Ballots in the primary election are due Tuesday, and in Seattle, voters are deciding on a new property tax to pay a $270 million maintenance backlog at local parks.
If the proposition is approved, it would mean $70 to $200 more a year for the average homeowner.
But it's all variable, because Proposition 1 would create a new independent taxing authority run by the Seattle City Council.
Councilmembers would decide how much to raise taxes, without the public’s input, to maintain parks and playgrounds.
Supporters say tax revenue, wiped out by the Tim Eyeman tax initiatives in the early 2000s, led to a $270 million backlog of maintenance for Seattle parks.
They say the only answer is to raise property taxes, which could lead to higher rates for renters, too.

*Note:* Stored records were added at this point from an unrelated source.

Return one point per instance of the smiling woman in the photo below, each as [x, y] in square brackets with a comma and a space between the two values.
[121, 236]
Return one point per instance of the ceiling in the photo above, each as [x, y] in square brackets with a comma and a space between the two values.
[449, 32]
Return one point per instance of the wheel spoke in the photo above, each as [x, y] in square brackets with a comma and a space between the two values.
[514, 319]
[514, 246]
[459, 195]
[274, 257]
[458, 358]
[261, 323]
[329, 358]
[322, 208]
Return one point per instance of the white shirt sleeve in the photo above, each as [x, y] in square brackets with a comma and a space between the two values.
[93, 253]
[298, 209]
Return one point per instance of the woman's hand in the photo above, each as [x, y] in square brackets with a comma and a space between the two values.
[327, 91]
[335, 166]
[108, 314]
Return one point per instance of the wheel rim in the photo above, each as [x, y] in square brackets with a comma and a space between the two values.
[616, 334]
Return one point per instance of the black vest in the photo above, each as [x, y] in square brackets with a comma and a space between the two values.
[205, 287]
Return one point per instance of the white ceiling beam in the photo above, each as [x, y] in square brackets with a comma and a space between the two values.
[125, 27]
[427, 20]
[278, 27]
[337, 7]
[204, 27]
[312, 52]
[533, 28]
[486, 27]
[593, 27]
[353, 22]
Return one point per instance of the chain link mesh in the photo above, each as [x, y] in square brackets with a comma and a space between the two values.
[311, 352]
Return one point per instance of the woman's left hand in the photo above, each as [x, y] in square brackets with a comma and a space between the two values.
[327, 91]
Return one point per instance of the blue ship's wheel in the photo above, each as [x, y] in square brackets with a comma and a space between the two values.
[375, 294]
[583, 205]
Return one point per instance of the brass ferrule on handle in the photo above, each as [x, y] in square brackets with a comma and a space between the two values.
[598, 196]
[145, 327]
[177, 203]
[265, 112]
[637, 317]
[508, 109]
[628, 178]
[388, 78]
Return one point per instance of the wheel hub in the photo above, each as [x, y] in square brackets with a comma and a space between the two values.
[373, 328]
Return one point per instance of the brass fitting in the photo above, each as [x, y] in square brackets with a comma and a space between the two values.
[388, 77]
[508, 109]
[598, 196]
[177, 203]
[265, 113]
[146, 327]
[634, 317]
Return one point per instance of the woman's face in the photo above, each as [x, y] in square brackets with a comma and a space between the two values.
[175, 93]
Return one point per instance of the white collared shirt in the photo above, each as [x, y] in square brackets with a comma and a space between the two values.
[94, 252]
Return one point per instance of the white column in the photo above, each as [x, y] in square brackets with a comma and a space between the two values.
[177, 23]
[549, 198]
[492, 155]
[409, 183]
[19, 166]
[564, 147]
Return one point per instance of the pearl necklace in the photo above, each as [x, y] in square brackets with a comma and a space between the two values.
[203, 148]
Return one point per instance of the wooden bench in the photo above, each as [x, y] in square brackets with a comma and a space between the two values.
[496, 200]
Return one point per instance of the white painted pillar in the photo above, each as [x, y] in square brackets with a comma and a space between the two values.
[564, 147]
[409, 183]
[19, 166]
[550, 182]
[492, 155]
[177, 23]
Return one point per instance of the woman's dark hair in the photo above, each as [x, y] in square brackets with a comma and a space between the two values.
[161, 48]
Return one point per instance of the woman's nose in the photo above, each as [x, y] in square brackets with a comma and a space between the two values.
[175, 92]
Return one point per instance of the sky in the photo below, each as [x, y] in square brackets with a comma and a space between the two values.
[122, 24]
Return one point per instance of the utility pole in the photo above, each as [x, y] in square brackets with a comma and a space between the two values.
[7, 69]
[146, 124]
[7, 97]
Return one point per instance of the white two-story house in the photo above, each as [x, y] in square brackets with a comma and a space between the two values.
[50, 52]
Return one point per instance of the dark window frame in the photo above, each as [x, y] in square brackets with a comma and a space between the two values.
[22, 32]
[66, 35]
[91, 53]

Mayor Ed Murray says there's only so much general levy funding the city can collect, so creating a Seattle Park District would free up space for other issues.
But the proposition would basically clear the way for the city to ask voters to approve even more taxes. in the future.
On Tuesday, the last day to get ballots postmarked, less than 19 percent of registered voters in Seattle have turned in their ballots.
That means, the tax increase for all Seattle property owners may be decided by one-fifth of the people who live in the city.
Ballots must be postmarked or delivered to a drop box on Tuesday. If mailing you are mailing your ballot the best way to assure it will be counted is to have the envelope canceled by hand at the post office. If using a drop box, the ballot must be deposited by 8 p.m.